10 ways to help your dojo stay open for business

If you’re like me, you see the dojo as your second home. You love being in the Hall of Training, working on your material to perfect the art. In this tough economy, it is difficult to keep a Kempo school operational. I know because I had to close one myself. What students should do is take emotional ownership of the school. Invest your time to help the owner and instructors out. You should do your part to help the school survive and thrive.

Black Belt in meditation

Black Belt in meditation

Here are ten actionable ideas that you and your fellow students can do to keep the dojo doors open.
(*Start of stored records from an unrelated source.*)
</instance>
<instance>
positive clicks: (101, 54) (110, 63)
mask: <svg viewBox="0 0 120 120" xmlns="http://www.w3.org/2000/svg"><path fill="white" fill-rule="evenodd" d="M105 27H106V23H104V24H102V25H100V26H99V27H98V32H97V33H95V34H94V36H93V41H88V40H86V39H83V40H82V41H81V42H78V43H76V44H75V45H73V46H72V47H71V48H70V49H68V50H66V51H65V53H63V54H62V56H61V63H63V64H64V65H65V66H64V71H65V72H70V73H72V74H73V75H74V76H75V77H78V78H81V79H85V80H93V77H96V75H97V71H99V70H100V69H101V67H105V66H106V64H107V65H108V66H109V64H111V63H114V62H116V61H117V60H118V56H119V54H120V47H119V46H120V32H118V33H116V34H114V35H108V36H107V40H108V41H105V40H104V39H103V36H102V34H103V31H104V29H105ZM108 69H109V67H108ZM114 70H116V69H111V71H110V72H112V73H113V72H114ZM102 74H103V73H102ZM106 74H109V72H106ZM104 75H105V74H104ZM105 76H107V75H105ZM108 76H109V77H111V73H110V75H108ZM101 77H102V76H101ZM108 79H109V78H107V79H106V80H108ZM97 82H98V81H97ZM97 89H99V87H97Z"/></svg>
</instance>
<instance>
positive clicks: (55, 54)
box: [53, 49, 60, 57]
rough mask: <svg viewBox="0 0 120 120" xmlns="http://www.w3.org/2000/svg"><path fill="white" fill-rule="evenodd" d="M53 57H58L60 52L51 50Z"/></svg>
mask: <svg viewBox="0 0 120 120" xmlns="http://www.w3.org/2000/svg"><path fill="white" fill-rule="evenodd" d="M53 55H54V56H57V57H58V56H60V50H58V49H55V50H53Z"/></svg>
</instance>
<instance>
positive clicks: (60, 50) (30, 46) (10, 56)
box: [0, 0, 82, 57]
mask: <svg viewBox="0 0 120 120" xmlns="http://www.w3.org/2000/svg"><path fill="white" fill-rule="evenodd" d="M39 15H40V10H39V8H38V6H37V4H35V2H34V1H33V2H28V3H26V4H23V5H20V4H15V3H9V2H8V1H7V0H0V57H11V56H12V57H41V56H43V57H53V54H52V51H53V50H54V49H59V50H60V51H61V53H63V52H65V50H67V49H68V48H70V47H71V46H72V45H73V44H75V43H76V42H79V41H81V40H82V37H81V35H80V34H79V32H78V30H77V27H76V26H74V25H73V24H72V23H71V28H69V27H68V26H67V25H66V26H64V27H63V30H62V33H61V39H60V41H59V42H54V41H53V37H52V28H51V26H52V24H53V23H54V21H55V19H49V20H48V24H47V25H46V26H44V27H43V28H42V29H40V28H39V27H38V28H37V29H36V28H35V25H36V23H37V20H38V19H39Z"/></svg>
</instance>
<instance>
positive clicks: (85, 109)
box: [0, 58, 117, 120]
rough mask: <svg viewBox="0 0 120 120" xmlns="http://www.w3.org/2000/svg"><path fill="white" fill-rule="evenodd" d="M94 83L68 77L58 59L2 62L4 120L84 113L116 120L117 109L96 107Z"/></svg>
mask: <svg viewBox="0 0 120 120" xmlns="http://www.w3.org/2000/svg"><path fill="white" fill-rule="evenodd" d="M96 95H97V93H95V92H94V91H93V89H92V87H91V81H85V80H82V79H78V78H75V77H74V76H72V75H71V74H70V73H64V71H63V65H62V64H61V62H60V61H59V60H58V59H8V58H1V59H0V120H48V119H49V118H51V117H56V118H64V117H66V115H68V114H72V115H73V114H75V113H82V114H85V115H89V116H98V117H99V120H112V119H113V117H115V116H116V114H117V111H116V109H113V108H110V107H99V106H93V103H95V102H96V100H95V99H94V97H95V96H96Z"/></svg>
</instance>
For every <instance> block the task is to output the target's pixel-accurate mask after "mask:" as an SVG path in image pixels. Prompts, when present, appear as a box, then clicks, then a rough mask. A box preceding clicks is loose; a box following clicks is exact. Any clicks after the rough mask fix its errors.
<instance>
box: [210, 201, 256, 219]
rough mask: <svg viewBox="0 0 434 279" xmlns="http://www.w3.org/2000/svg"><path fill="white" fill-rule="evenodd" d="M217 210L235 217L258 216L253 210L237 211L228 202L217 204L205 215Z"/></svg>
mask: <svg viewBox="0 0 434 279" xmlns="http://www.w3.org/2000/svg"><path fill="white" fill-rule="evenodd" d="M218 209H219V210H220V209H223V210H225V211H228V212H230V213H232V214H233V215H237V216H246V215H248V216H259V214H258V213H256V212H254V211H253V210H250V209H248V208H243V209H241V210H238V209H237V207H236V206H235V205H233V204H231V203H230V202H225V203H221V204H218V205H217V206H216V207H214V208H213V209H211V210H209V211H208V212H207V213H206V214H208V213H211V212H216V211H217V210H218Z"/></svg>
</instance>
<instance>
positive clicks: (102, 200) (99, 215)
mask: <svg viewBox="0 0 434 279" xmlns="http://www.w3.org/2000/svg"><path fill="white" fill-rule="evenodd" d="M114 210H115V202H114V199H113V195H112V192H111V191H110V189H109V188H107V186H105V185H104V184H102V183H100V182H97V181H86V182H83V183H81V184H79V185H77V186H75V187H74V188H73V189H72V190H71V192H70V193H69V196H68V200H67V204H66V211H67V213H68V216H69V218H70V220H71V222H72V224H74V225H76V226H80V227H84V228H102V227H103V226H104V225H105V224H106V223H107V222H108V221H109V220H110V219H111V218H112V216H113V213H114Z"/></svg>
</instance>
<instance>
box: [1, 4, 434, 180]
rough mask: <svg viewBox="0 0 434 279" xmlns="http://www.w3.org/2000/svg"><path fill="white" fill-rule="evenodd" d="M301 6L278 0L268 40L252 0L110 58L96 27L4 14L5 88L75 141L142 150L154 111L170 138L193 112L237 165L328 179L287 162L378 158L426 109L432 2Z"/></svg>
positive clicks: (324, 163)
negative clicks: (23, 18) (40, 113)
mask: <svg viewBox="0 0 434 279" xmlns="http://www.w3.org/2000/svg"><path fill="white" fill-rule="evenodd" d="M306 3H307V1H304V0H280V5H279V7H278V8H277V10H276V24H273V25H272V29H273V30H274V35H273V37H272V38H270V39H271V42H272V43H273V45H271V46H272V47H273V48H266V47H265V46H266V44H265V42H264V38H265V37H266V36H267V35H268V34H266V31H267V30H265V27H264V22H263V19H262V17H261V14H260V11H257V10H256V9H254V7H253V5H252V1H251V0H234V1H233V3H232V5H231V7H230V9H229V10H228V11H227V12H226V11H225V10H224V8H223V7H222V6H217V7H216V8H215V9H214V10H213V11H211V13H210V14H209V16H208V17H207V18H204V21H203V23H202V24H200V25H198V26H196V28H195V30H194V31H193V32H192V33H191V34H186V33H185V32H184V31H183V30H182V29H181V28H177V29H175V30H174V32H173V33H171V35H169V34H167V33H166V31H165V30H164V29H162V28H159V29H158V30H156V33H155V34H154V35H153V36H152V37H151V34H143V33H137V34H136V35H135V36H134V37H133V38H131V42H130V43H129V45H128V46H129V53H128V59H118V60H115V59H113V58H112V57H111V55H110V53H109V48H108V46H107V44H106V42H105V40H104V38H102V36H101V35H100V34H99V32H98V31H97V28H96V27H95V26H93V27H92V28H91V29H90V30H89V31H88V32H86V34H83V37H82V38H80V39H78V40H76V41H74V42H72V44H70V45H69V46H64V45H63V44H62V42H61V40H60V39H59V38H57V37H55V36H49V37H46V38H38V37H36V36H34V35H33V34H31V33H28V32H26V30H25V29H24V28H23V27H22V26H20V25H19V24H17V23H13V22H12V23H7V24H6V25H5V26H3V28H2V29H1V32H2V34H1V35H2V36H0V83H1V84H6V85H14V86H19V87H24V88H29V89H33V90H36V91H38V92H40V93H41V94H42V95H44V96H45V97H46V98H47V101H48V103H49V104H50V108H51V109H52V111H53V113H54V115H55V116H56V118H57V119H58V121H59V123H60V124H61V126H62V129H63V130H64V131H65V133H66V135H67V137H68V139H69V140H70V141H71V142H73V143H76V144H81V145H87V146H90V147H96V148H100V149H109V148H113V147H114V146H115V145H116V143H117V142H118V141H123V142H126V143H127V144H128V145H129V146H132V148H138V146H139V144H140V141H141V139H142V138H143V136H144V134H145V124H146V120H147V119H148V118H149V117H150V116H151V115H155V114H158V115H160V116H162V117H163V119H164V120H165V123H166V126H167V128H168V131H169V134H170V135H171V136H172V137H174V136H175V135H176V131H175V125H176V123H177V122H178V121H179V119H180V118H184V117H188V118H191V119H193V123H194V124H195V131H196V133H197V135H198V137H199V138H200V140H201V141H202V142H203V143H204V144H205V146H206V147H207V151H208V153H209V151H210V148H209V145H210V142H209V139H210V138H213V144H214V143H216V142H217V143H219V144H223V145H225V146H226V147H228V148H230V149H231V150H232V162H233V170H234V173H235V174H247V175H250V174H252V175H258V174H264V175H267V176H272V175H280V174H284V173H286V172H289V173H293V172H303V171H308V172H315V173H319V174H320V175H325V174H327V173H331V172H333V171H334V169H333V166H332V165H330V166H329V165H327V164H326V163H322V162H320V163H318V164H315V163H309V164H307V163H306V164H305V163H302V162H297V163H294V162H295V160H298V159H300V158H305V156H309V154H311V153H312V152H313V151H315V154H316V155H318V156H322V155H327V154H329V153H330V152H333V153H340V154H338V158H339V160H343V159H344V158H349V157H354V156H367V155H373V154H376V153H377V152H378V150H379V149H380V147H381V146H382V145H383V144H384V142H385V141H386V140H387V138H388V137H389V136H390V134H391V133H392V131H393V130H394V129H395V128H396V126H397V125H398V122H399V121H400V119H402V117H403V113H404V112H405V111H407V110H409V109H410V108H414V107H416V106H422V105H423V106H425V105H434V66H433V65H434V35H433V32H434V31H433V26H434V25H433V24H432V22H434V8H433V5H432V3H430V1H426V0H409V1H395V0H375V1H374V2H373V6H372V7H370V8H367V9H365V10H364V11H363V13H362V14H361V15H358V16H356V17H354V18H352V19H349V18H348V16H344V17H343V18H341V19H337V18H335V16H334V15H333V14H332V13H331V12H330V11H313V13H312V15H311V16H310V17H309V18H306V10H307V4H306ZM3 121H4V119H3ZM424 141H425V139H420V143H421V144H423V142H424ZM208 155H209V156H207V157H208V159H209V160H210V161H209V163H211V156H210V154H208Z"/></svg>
  1. Clean what’s dirty, whether it is windows, mirrors, the mat or chairs. A dirty dojo is not a welcoming to new students or guests.
  2. Bring in friends as new students. A school with paying students lasts longer. Also training with your friends if very enjoyable.
  3. Pay on time. The owner needs to pay the bills and having the funds on time helps.
  4. Pass out flyers. It costs money to advertise and market. If you take some time out of your day to pass out flyers to potential new students, you’re helping the dojo save money.
  5. Write good things about the dojo on social networks, forums and on note cards in laundry rooms. People like to hear about good places to train from real people they can trust. Hopefully they’re turn around and join as new students.
  6. Donate used equipment to new students who can’t afford equipment. It is easier to continue training when you have all the supplies you need but not everyone can afford the expense. Used equipment is better than no equipment.
  7. Arrange for the dojo to do an exhibition at local schools or community clubs. Most people don’t know that there are schools around, or what martial arts are. Informing others about the benefits of training is a great way to attract new students.
  8. Contribute articles or pictures to the dojo’s website, newsletter or blog. Again, this is a great way to let others know about all the fun you have while training. Engaging and informative articles really explain benefits in simple terms most can understand.
  9. Show up for classes. It may seem simple but students who skip class eventually skip more classes and then drop out. Don’t be one of them. Don’t let your friends skip classes either. Call them up if they miss a class and offer to practice with them so they don’t get behind. There are two critical figures for all schools: the number of new students and the number of students who quit. The first number should be high and the other really low.
  10. Thank your instructors for their help and time. Teaching weekly classes is very hard to do, often leading to burnout. Staying enthusiastic about teaching everyday is a trick every instructor struggles with constantly. What helped me during my full time career is the gratitude of my students. A simple “Thank you” really pumped me up and stemmed the tide toward burnout. Help your instructor stay motivated with a few words of encouragement.

Hopefully by following this advice you can help keep your school from going under financially. We all need to pitch in and help each other out in times of need. Got some other good ideas, please share them in the comment section.